Doing a bit better with Multiprocessing¶

Each column in the bifurcation diagram can be calculated independently for its own value of \(\beta\). Splitting this work across multiple processes should help. There's no inter-process communication required except waiting for them all to finish. We might say it's embarrassingly parallel. To use multiprocessing, import Pool from it and update the gauss_scan function:

import os
from multiprocessing import cpu_count, Pool

def gauss_scan(alpha, beta_min=-1.0, beta_max=1.0, width=640, height=400):
    slicer = partial(gauss_slice, alpha=alpha, bins=height, points=10*height)
    scan_pool = Pool(int(os.environ.get('OMP_NUM_THREADS', cpu_count())))
    return np.stack(list(scan_pool.map(slicer,
        np.linspace(beta_min, beta_max, width))))

Initialise a Pool with the Appropriate Number Of Cores.
Use the pool to map the slicer function to the linspace of beta values.
Numpy can stack the resulting columns if we put them in a list.

How did we do this time?

933 ms ± 338 ms per loop (mean ± std. dev. of 7 runs, 1 loop each)

That's an improvement of nearly a factor of three! Surely we are upstanding members of the Apocrita community, making full use of the resources we requested. Or are we?!

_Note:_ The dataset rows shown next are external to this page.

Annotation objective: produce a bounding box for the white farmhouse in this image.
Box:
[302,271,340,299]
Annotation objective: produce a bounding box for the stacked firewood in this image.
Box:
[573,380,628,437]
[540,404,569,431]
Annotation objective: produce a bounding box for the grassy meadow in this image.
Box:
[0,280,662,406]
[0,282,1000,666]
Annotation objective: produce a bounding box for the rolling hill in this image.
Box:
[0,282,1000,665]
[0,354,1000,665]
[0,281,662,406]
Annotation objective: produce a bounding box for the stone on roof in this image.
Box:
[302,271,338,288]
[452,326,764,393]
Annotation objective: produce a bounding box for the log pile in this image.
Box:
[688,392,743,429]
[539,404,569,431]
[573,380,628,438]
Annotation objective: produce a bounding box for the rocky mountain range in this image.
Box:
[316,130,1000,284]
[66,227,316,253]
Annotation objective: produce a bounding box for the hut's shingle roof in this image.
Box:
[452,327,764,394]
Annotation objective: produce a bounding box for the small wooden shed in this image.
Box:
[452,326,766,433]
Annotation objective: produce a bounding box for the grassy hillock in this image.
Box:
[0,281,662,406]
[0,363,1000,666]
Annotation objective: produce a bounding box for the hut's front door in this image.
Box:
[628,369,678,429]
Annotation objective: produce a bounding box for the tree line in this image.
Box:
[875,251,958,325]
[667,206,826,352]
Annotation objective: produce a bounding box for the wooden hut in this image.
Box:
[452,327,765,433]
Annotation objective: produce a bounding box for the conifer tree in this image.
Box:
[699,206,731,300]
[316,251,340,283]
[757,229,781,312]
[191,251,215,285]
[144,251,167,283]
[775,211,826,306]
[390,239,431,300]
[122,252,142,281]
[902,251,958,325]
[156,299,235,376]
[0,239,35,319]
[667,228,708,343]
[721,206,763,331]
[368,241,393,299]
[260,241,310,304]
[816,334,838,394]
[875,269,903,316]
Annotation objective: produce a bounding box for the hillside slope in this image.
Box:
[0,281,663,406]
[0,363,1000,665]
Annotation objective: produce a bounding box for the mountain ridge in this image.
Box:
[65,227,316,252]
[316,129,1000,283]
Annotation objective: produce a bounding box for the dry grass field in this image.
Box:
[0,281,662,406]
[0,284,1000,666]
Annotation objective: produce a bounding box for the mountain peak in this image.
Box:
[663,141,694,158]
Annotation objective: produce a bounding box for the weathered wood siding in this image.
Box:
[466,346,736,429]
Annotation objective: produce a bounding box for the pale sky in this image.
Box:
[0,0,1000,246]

Doing (arguably) a lot better with Numba¶

Numba is a just-in-time (JIT) compiler for Python, that also supports parallelization. It's particularly good for accelerating loops and numpy functions. In theory, all we have to do is apply a decorator to our functions. In practice, numba complains bitterly about most of our existing code, it needs significant modifications to work. For the best speed increases, we need to use the @njit decorator in nopython mode. This puts some limits on the Python features we can use. Our example might end up a bit like:

from numba import njit, prange

@njit
def gauss_map(x, alpha, beta):
    return np.exp(-alpha * x**2) + beta

@njit
def gauss_slice(beta, alpha, bins=400, skip=200, points=2000):
    x = 0.0
    for _ in range(skip):
        x = gauss_map(x, alpha, beta)

    gauss_points = np.zeros(points, dtype=np.float32)
    for i in range(points):
        x = gauss_map(x, alpha, beta)
        gauss_points[i] = x
    hist, _ = np.histogram(gauss_points, bins=bins, range=(-1.0, 1.5))
    return hist[::-1] / points

@njit
def gauss_scan(alpha, beta_min=-1.0, beta_max=1.0, width=640, height=400):
    points = 10 * height
    img = np.zeros((width, height), dtype=np.float32)
    for i, beta in enumerate(np.linspace(beta_min, beta_max, width)):
        img[i, :] = gauss_slice(beta, alpha, bins=height, points=points)
    return img

gauss_map is no longer a generator, it's a regular function.
We no longer skip the transients with islice in gauss_slice, we perform the iterations in separate for loops.
We pre-allocate each column with np.zeros, and index the arrays with a loop-counter.
Similarly, we pre-allocate the 2d array in gauss_scan, and build it up column by column.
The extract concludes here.